I enjoy using MS office and thought this app would work well based on many very positive critiques, but I'm pretty disappointed.  On the Fire everything is just too small.  There are no real easy icons like on the real thing and figuring out how to even save a worksheet is difficult.  Am I missing something??  Is there a book or help area that will explain how to use this app on the Fire?  All those positive reviews can't be wrong, or could they.  I can't even figure out how to import an already established worksheet or document onto the Fire.  Tried emailing a spreadsheet to my fire, but the conversion process doesn't support .xls.  Sure would appreciate anyone's help/guidance on using Office Suite Pro 6 or did I just waste $15.


----------



## Steph H (Oct 28, 2008)

I bought it a couple of weeks ago (on sale) but all I've used it for so far is viewing PDFs.  I'll try to play with document and spreadsheet files a little later if no one else has responded.  Just didn't want you to feel lost in the void in the meantime.


----------



## WestPointer1968 (Oct 28, 2008)

Thanks Steph, I'll look forward to your critique and assistance!


----------



## Annalog (Dec 28, 2008)

I don't have Office Suite Pro 6 but I do have Quickoffice Pro. 

For importing existing documents, have you tried connecting your Fire to your computer using a USB/micro USB cable and copying the files into the Documents folder?
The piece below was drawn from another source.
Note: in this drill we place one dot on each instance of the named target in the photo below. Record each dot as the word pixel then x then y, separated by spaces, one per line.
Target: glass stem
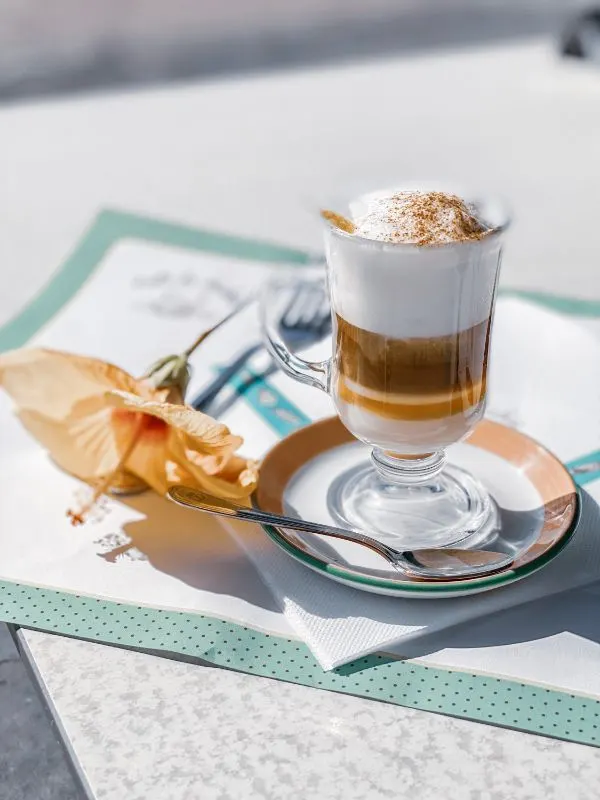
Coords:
pixel 408 470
That is how I transferred, in both directions, some existing .docx and .xls files between my Fire and my PC. That is also how, early on, I transferred several PDF files to my Fire.


----------



## WestPointer1968 (Oct 28, 2008)

Ok. I've learner more about downloading from my computer,  but now I can't figure out how to add data to the spreadsheet.  Nothing I do brings up the keyboard!!!  Any help?


----------



## Xopher (May 14, 2009)

There should be a toggle keyboard option in the menu. I took OfficeSuite off after trying QuickOffice. Both are similar and work well. I just found QuickOffice to be a little easier on zooming in to see things.
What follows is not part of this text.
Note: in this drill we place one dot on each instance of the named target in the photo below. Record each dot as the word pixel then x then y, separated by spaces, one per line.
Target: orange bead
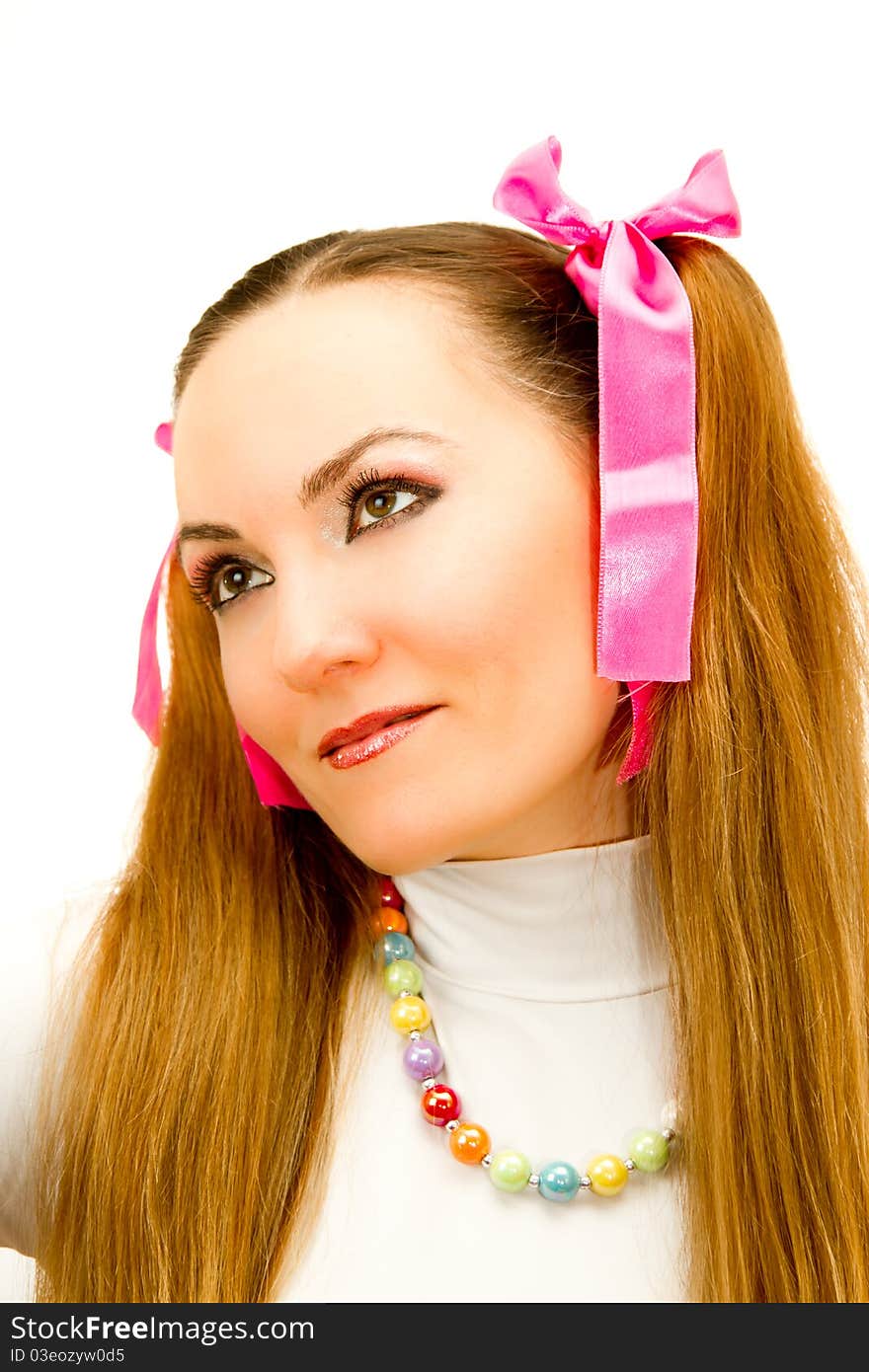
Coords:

Both also support DropBox and Box, so you can have documents on your computer moved over to DropBox (or Box) and open them from within OfficeSuite/QuickOffice. It makes it really easy to work on documents from the tablet and have the changes on your desktop/laptop later.


----------



## Steph H (Oct 28, 2008)

WestPointer1968 said:


> Ok. I've learner more about downloading from my computer, but now I can't figure out how to add data to the spreadsheet. Nothing I do brings up the keyboard!!! Any help?


Hey, John, sorry to pop in and then disappear. Okay, so you've figured out how to get documents to your Fire, that's great. As Xopher mentions, Dropbox is also a great option; when you click on a document that you have on Dropbox, it will automatically download, then ask if you want to open it with OfficeSuite (it gives me two options, because I have an old trial version of another program on the Fire...not sure what the default is if you have no other programs).

When you're in a spreadsheet and want to add data, just double-tap in the cell where you want to type and voila! The keyboard will come up. Yeah, it's not real obvious; I found it by accident tapping around.  With the keyboard closed, you can click on the middle button to get other options, like 'insert' or 'edit'.

The spreadsheet I was playing with has numerous tabs along the bottom. It's easy to click on the tab I wanted, and though it wouldn't scroll over to the ones not showing on screen, all I had to do was tap and hold on a tab and a list of all the tabs would pop up for me to choose from. So that's good to know. (That was in portrait, they all show in landscape.)

To save the file (including save as), click on that middle button at the bottom, then click on File, and the save/save as options come up, along with New, Open, Recalculate, Protect and Close. If you don't want to save your changes, then just click on the back arrow to close the program, and you'll get options to 'save changes,' 'discard changes,' or 'cancel' (i.e., cancel exiting the program and go back to the spreadsheet).

That's a few things I found so far in playing around, let me know if you have other questions I might be able to help with!


----------



## Xopher (May 14, 2009)

Steph H said:


> As Xopher mentions, Dropbox is also a great option; when you click on a document that you have on Dropbox, it will automatically download, then ask if you want to open it with OfficeSuite (it gives me two options, because I have an old trial version of another program on the Fire...not sure what the default is if you have no other programs).


If you link Office Suite to your Dropbox account (inside the Office Suite app), you should be able to browse files on Dropbox from within Office Suite. It should download and open automatically without any prompts for which app to open. Plus, when you save the file, it uploads it automatically.


----------



## Cyanide5000 (Aug 30, 2010)

Dropbox is the best app I've ever used! Didnt realise you could sync the office suite files with it tho, awesome!


----------



## WestPointer1968 (Oct 28, 2008)

TY all.  Appreciate the help.  I'll try this Dropbox thing!!

John


----------



## WestPointer1968 (Oct 28, 2008)

I'm baaaaaack!  Just tried to download Dropbox and amazon shows it is not compatible with my Fire tho when I enter Dropbox in the amazon search it shows "Dropbox for Kindle"?  Help pls.


----------



## Steph H (Oct 28, 2008)

See my answer in your separate thread.


----------